Мне надо так мало, но я должна думать, как буду жить дальше. Как буду кормить себя и… и своего ребенка. Ради него я готова вернуться к танцам, пусть не сейчас, но все же… Как странно звучит — я мама. Однако, всякий раз, когда я произношу про себя эти слова, меня охватывает тихая, но такая всеохватная радость, что я глупо улыбаюсь, пряча от бабушкиной сестры глаза. Ей пока рано знать. Пока рано. А Илья?.. Господи, как же хочется взглянуть на него хотя бы глазком. Пусть издали и пусть на одно короткое мгновение.

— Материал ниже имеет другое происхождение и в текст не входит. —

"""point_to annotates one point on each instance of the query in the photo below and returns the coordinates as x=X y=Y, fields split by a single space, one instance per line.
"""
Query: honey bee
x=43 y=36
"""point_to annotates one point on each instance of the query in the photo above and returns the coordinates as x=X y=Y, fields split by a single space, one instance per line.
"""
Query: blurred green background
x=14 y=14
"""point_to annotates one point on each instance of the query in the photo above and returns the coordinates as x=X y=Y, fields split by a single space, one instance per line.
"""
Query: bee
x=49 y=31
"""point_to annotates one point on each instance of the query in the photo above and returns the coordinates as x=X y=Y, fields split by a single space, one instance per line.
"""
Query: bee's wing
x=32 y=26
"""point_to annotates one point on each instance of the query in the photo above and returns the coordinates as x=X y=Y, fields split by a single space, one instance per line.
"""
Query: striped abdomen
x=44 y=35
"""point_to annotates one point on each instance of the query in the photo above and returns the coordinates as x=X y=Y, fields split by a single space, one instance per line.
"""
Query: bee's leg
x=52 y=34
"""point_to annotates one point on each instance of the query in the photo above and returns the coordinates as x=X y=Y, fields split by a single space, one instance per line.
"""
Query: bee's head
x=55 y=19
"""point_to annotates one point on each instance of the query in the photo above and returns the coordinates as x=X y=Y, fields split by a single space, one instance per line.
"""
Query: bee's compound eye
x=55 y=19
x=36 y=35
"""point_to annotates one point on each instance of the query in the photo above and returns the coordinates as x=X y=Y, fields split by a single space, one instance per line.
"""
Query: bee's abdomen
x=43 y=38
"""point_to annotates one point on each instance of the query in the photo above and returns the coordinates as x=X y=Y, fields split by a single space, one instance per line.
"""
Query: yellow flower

То мгновение, которое случай так и не подарил мне, когда я вернулась к дому на набережной спустя три дня в надежде увидеть его, а после — ехала к тетке ночным рейсом, представляя его с другой, собирая по кусочкам рассыпающееся от боли сердце.

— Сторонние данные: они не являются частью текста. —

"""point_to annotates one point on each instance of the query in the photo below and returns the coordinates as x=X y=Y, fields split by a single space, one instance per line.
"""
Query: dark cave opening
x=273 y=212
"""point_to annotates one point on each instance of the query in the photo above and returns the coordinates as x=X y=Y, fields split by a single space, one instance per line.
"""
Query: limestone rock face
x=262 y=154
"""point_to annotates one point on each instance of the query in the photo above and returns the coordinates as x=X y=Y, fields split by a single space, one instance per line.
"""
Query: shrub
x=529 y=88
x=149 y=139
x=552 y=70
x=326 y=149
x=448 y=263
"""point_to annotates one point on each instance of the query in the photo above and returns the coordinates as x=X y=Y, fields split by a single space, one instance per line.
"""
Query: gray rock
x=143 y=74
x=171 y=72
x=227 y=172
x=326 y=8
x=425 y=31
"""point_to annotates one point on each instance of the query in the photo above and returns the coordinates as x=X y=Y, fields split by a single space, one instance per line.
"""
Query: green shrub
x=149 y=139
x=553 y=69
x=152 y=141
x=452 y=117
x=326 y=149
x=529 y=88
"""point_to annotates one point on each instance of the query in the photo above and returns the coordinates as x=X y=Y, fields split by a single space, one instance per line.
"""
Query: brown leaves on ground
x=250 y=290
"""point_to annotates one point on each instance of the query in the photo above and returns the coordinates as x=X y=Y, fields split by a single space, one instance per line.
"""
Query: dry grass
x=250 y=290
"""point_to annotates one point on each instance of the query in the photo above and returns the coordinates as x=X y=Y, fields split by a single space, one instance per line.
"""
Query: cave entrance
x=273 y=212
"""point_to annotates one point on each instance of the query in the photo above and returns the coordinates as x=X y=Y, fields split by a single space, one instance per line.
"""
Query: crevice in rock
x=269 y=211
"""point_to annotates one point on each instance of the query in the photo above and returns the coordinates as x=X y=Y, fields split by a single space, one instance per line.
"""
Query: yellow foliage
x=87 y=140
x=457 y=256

Сегодня я беспокойно спала. Сегодня мне вновь снилось, что Илья зовет меня. Сегодня я первый раз за все время решилась позвонить ему. Наверно, я схожу с ума, но отключенный номер выбил почву у меня из-под ног.
— Женька! И куда это ты собралась на ночь глядя? Мать, вроде, сама к выходным обещалась быть.

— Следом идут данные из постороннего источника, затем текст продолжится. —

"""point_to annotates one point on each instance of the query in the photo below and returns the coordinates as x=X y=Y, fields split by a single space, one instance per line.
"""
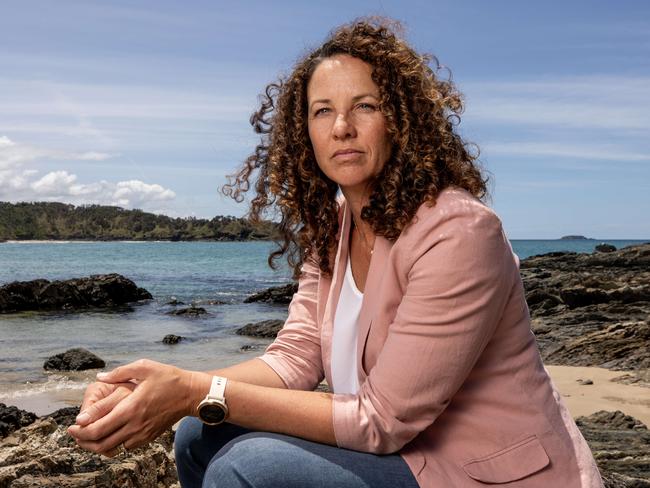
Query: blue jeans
x=228 y=456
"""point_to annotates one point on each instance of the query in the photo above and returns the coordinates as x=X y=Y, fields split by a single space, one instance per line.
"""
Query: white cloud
x=588 y=102
x=607 y=152
x=23 y=184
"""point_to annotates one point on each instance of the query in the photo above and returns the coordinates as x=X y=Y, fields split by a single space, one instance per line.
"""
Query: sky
x=146 y=104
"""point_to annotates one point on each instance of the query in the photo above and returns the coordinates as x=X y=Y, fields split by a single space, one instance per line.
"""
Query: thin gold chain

— Нужно мне, теть Галь. Очень! Я туда и обратно. Маме не звоните, не беспокойте пока. Не знаю, когда вернусь.
— Ага, значит к ухажеру своему в город намылилась, да? От которого сбежала? Не к тому ли, что о твоем сюрпризе ни сном ни духом? Что о тебе за два месяца и не вспомнил?
Только я растерянно застываю у порога, поднимая на тетку глаза, как она уже обнимает меня за плечи, прижимая к себе.
— Я тебе уеду, немощь ходячая! Я тебе уеду! Только неделю, как блевать перестала, в себя пришла, а уже вперед паровоза мчится! Нечего тебе с пузом по тарантайкам гасать! Надо будет — сам найдет! А не найдет — так и хрен с ним, слышь! Вон, за Ваську просватаем! А нет, так я и сама еще при силе, да и Антонина с Валентиной тоже. Ты, Женька, не переживай, это я так ворчу, а на деле выкормим. Что поделать, если у вас, у современных девок, ума нет!
— …Тетя Галя, ну что вы такое говорите…
— А то и говорю, что знаю! Чего уж теперь!
— И давно знаете? Ведь не видно совсем.
— И что? — тетка отрывается от меня, суетливо поправляя на голове косынку. — Зато слышно, как тебя с утра подбрасывает! Ты что, девонька, думаешь, если своих детей бог не дал, так баба сразу сухарь ржаной?.. Я же вас, деток Антонининых, как своих люблю! Сердце за вас болит: за тебя, за мамку, за мальчишек. А ты молчать вздумала, пожадничала мне, старой, новость-то сказать.
— Простите, теть Галь! — я обнимаю тетушку в ответ, но от намерения ехать в город не отступаю. — Мне, правда, очень нужно. — Целую женщину в щеку и выхожу на крыльцо, чтобы уже через секунду удивленно застыть на нем с ней вместе, глядя, как по улице в нашу сторону несутся два черных джипа и тормозят у ворот, выпуская из недр затемненных кабин незнакомых людей, и среди них вдруг неожиданно…
— Мама?!.. А что ты делаешь в машине Романа Сергеевича?!
* * *
— Доченька, с тобой все хорошо?
Я смотрю на маму, на ее беспокойный взгляд, ощупывающий меня с ног до головы, и киваю:
— Д-да.
— А почему ты с сумкой? — Простоволосая, в наскоро наброшенном на плечи стареньком плаще, в легких туфлях и почти без макияжа, мама выглядит непривычно растерянной и взъерошенной. — Женечка, что происходит? — она коротко оглядывается за плечо на нагоняющего ее Большого Босса и недовольно хмурится. — Этот мужчина, он что, заставляет тебя ехать с ним?! Он звонил тебе?! Пожалуйста, скажи мне!
А вот Градова не узнать. За те два месяца, что мы не виделись, отец Ильи заметно изменился и выглядит сейчас в соответствии со своим прозвищем — собранным и налитым силой человеком, несмотря на тени, остро обозначившие черты его все еще привлекательного лица. На котором не осталось и следа той болезненной усталости, что бросилась в глаза при нашей первой встрече, только хмурая печать ответственности на твердых губах и неожиданно мягкий блеск карих глаз, остановившихся на маме.